I wanted to run mine at Max which is 80w and still have decent life expectancy at less then a $1 per watt. I really like the cree. Good clean efficient light. But I don’t think I would notice a difference in my grow for the extra $100.
$100 maybe. I overdrive mine a bit. I liked the numbers over the vero29. I also have a preference for Cree. I have used a lot of their products in numerous flashlights. The vero29 is very competitive as far as numbers go. If Cree wasn’t an option, I would have been just as happy to go with the Vero29’s. @Daddy
And we are both gonna rock our grows brother
Sounds about right. My sink temps were generally around 100f. Even at 120f your figure with a good thermal joint case temps are probably a few degrees higher. Even at 130f that’s like 55c, well below where they’re rated for 50,000 hours. Plenty good there.
Did you go as far as checking the temps on all or most? And see similar swings in readings across canopy? Only reason I ask is that data sheet shows like a 4-5% drop from 25c-50c. And the same from 50c to 75c. Yet you’re seeing a drop similar to what would be from 25c-75c but only changing the temps a couple of degrees. Seems weird no?
My 2 centers are the warmest of course and out sides. Are the coolest because of fans for the plants. My light is blended and each plant is in the center of 4 lights . So I can never get perfect light measurements because the same location with a slightly different angle will give me a higher or lower reading. When the cases are warmer though I do have a measurable difference in less out put. 80w is 80w no matter if heat or light correct? So the hotter they get the more heat and the cooler…more light
Example …before fans turn on, 72k-75k lumens. Fans on 10 minutes and it is 80k lumens.
You would think. I just felt like your readings were a little skewed compared to data sheet. Going off the 25c probably not ideal because I think that’s a pulsed measurement. But I’m pretty sure the others are hard running measurements. 91% of listed luminous flux all the way up to 75c is solid, but that doesn’t seem to be what your tests are showing. I’m only really asking because if it’s just an issue with the accuracy of your meter or measuring, than no big deal. If it’s a deal with the accuracy of the data sheets, then I have a small issue with that. Catch my drift?

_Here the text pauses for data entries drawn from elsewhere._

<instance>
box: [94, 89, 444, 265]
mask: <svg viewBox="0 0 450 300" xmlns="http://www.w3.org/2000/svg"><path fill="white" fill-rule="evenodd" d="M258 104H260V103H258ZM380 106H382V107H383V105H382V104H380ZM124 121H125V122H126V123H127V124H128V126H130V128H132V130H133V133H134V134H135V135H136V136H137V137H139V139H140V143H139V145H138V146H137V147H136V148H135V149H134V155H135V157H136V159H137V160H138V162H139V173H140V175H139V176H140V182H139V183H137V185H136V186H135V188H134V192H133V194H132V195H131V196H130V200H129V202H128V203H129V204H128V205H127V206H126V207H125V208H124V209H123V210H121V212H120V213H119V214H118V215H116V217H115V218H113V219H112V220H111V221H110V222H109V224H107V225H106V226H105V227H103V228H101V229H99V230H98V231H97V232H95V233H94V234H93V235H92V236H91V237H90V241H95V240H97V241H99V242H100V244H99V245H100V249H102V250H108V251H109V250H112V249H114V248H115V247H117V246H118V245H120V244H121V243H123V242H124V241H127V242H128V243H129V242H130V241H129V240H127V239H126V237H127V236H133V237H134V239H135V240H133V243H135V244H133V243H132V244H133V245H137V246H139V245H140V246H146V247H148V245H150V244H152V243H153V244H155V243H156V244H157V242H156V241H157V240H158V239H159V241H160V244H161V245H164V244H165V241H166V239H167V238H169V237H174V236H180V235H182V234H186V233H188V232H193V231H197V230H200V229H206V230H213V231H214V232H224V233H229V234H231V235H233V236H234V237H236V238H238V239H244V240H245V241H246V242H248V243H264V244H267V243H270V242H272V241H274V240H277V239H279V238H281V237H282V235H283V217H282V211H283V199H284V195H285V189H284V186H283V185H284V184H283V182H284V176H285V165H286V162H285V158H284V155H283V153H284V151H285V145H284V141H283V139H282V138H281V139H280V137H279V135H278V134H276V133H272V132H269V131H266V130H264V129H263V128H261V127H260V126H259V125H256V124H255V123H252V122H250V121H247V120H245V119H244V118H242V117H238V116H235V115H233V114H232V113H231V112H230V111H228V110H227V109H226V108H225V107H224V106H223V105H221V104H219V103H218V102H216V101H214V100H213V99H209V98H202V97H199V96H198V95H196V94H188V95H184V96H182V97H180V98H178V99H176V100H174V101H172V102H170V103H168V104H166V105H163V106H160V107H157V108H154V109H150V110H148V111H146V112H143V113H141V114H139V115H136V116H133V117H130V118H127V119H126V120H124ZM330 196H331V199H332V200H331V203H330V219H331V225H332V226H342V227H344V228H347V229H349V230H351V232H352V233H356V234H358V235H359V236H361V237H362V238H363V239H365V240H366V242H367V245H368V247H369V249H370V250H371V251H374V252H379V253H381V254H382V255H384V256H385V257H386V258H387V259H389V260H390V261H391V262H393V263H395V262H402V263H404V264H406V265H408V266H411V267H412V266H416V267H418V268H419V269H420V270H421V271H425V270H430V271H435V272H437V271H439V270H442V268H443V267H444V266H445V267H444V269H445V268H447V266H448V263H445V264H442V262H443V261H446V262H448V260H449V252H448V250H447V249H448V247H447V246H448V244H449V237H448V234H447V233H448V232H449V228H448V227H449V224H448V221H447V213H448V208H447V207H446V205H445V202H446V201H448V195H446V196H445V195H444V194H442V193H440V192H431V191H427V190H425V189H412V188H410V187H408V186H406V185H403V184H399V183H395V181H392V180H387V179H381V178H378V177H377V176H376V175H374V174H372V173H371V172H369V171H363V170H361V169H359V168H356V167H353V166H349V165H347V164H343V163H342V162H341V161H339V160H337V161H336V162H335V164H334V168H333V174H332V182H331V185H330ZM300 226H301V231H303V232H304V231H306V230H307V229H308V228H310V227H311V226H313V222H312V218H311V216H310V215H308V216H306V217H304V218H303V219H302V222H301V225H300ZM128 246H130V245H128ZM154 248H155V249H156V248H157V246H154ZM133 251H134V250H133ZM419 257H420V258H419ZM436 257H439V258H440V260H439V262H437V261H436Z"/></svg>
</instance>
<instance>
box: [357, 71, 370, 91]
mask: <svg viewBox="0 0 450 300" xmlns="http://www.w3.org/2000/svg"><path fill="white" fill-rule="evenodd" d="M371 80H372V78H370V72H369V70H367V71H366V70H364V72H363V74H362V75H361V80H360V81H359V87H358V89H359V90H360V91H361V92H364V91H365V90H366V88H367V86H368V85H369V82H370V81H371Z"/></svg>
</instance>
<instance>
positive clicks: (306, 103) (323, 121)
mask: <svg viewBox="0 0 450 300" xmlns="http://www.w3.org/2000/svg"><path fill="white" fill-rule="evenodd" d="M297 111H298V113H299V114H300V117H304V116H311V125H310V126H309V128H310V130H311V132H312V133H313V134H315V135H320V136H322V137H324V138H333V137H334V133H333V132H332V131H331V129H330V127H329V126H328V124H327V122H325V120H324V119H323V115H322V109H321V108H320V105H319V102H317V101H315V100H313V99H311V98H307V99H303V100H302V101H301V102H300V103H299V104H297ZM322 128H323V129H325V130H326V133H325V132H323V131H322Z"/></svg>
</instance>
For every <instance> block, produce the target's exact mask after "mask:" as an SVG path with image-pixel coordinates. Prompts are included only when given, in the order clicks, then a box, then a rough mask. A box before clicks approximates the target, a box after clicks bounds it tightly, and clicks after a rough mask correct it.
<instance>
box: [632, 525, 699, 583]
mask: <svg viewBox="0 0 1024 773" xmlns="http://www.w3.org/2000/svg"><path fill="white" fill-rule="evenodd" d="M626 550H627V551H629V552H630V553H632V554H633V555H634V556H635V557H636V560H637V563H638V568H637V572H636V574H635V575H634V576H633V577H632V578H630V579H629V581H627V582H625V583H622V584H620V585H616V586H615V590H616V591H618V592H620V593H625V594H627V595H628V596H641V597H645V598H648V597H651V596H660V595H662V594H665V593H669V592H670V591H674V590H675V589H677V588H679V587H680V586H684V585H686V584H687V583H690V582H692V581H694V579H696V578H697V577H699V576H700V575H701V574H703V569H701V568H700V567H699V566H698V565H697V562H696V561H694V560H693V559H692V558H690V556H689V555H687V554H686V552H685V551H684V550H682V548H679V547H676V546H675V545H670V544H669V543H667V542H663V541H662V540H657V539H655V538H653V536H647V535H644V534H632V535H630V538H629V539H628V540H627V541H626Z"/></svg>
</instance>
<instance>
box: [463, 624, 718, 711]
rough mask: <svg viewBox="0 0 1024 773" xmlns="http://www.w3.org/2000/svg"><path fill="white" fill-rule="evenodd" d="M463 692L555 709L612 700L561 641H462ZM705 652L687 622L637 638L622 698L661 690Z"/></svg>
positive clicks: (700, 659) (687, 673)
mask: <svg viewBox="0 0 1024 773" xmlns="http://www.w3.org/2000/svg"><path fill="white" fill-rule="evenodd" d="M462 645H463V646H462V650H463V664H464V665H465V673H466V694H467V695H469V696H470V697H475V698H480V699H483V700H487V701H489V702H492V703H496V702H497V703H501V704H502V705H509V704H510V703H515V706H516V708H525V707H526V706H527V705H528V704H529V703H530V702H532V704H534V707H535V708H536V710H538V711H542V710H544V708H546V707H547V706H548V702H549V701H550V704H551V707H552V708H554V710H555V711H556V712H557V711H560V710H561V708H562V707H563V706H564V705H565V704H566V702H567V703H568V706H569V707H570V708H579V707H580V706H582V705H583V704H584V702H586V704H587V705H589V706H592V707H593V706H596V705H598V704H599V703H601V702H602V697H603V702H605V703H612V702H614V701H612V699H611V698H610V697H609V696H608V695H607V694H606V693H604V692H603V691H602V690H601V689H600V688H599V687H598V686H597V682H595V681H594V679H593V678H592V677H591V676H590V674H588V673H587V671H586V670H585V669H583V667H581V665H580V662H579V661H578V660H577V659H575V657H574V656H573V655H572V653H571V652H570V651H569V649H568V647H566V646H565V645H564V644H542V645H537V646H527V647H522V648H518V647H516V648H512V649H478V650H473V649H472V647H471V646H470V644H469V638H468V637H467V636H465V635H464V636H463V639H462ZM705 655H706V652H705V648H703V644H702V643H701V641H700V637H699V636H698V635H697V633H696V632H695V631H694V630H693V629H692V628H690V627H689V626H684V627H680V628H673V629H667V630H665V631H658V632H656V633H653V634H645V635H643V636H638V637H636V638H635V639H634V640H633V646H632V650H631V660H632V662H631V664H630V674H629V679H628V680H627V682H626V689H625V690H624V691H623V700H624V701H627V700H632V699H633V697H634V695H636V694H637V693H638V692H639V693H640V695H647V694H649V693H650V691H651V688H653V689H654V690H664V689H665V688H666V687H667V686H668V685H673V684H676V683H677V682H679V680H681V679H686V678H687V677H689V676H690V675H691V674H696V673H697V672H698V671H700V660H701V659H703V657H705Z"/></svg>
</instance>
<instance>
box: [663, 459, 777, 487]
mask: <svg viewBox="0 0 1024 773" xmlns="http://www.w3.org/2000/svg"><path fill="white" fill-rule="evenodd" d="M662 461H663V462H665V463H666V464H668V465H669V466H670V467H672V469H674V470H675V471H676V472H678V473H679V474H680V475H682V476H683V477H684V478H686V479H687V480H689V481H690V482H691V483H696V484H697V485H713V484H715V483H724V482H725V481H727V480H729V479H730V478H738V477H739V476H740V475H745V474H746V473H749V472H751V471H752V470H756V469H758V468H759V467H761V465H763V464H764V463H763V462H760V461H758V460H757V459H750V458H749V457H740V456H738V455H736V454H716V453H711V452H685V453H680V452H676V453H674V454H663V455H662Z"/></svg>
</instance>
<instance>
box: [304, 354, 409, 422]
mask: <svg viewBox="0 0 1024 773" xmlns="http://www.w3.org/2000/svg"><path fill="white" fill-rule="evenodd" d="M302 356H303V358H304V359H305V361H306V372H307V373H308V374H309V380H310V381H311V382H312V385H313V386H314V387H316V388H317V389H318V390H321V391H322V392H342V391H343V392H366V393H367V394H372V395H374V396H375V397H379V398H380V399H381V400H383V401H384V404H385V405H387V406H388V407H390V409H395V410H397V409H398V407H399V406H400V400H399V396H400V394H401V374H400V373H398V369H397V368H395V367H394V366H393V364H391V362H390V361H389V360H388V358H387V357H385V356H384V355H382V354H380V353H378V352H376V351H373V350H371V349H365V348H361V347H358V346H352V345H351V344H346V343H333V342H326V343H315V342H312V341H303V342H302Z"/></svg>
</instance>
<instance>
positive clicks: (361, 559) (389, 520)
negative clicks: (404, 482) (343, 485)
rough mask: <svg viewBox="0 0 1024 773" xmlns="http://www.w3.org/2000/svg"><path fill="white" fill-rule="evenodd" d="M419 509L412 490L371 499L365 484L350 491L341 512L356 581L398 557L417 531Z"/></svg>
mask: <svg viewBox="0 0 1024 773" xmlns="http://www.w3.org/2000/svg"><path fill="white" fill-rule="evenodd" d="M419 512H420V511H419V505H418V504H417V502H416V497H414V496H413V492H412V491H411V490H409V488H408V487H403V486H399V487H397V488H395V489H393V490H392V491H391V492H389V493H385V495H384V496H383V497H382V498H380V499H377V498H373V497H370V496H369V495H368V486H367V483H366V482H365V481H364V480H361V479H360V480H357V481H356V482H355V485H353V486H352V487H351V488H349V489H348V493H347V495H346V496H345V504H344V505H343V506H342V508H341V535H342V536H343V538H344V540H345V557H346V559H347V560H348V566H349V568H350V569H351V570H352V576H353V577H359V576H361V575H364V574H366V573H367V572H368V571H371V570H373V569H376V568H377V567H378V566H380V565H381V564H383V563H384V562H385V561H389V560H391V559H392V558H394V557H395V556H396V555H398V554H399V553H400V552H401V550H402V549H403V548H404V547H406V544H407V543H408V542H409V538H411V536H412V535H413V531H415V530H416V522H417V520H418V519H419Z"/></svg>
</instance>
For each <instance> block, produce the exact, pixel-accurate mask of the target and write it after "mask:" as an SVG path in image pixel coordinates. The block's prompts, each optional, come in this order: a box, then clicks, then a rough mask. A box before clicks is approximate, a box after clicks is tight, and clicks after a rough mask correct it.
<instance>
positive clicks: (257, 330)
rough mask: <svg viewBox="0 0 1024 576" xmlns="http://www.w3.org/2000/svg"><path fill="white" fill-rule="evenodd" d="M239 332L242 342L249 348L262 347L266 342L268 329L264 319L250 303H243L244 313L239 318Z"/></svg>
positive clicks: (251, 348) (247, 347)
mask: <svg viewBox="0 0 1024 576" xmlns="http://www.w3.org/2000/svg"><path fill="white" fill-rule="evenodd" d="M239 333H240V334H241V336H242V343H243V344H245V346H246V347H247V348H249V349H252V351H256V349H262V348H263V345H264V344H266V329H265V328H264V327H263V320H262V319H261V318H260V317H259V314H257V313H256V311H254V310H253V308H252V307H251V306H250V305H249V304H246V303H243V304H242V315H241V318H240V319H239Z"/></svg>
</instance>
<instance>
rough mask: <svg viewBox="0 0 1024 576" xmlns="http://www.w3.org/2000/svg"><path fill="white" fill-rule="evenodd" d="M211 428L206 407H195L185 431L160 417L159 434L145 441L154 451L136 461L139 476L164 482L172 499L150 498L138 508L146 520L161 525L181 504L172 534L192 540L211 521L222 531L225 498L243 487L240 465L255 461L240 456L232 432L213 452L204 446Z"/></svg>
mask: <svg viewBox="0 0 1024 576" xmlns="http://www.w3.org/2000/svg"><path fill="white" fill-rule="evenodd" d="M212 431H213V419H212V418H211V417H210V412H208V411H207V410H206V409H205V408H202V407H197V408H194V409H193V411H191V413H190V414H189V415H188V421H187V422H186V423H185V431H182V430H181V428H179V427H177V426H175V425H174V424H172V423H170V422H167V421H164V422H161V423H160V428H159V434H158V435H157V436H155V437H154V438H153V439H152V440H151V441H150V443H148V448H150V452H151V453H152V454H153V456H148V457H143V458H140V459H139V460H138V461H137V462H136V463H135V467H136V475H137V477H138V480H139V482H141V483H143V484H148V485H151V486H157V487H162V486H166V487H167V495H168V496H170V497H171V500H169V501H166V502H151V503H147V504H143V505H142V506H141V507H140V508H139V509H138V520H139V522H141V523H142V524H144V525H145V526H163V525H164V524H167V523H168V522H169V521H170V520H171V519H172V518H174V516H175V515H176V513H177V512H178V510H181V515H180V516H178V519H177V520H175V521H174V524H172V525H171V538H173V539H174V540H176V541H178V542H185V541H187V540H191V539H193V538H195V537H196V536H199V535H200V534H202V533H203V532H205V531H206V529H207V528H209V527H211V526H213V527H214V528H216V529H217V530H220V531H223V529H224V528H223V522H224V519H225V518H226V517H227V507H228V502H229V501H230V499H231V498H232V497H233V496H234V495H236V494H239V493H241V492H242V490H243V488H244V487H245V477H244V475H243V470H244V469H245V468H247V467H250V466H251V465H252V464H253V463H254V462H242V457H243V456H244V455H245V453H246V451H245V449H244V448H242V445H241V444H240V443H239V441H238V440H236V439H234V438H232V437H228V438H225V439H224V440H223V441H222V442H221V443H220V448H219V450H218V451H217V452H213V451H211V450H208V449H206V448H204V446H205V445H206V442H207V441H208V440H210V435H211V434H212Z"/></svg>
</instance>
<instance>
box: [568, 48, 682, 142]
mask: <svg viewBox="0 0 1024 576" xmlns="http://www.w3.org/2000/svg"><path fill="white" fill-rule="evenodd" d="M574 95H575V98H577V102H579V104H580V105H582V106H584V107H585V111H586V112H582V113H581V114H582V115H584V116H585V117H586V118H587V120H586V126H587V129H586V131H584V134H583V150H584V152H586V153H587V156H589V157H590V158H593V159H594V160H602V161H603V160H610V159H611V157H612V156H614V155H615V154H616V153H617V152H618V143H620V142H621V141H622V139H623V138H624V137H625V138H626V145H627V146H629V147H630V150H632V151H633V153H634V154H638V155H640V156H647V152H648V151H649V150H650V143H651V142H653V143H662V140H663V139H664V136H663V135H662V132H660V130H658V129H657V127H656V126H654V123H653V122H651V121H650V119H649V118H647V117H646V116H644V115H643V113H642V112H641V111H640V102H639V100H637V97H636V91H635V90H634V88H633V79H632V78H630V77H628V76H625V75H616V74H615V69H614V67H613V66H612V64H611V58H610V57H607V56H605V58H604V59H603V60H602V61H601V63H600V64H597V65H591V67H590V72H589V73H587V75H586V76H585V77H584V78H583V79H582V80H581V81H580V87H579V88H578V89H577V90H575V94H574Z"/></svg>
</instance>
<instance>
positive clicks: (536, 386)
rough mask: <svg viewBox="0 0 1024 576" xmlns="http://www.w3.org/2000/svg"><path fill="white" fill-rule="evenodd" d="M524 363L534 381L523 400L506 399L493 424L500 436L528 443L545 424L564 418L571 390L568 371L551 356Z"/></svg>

As far as the more light goes, it’s definitely more light. Is it more light per watt when fan is calculated in? Rough estimate says it probably is, but so is running at running at 70 watts or lower. That’s just all the stuff we try to take into account for our builds right.
I understand what you are saying and all of my measurements are not lab quality either. Measuring at the heatsink too vs base and a amateur light meter. All I can say there is a corresponding drop in light output as heat increase so it’s best to keep as cool as possible…within reason of course (liquid nitrogen not required)
For sure brother!
I tried my fixture with passive heat sinks, then I put a little desktop fan in line with it to blow air down the fin channels. BIG improvement in the temperature. Then I ducted the fin channels and hooked it up to my exhaust fan. Not a very strong fan, but now the heat sinks are barely warm to the touch. Maybe 90 F!
On that large temperature / lumens difference: Do you have a good thermal connection between your COBs and the heat sink? If not, the COBs could be running a lot hotter and getting into the lower flux range of temperatures. I went to a lot of trouble to get a good thermal connection. Polished the heat sink contact area mirror-smooth, used 1/4" copper heat spreaders under each COB (again mirror-smooth), plus thermal goo between COB and copper, and copper and aluminum.
Cleaned and prepped well and used the thermal transfer tape. The cobs do deflect quite a bit if over tightened though so have to be careful in that regard.
@dbrn32 thought you should know I went ahead and purchased 10 more of the Citizen CLU048-1212 90cri 3k COBs and associated heatsinks and holders. Going to get the stuff in place to build out the rest of the fixture for the next grow.
For now I’m thinking I’ll just build two more rails exactly like the one I already built, each with it’s own driver.
Woohoo! I love it, and think your plants will too!
Looking for drivers seems like I found the best price + shipping at Sager. $93 for the two drivers plus shipping which looks like it will be under $10 for UPS ground.
What was arrow? Last I knew they were like $46 and free shipping.
Crap I didn’t check Arrow. Let me go look.
Arrow is actually more…
There was a point in time when I would put money on them being cheapest, apparently not anymore lol. Glad you found a better deal!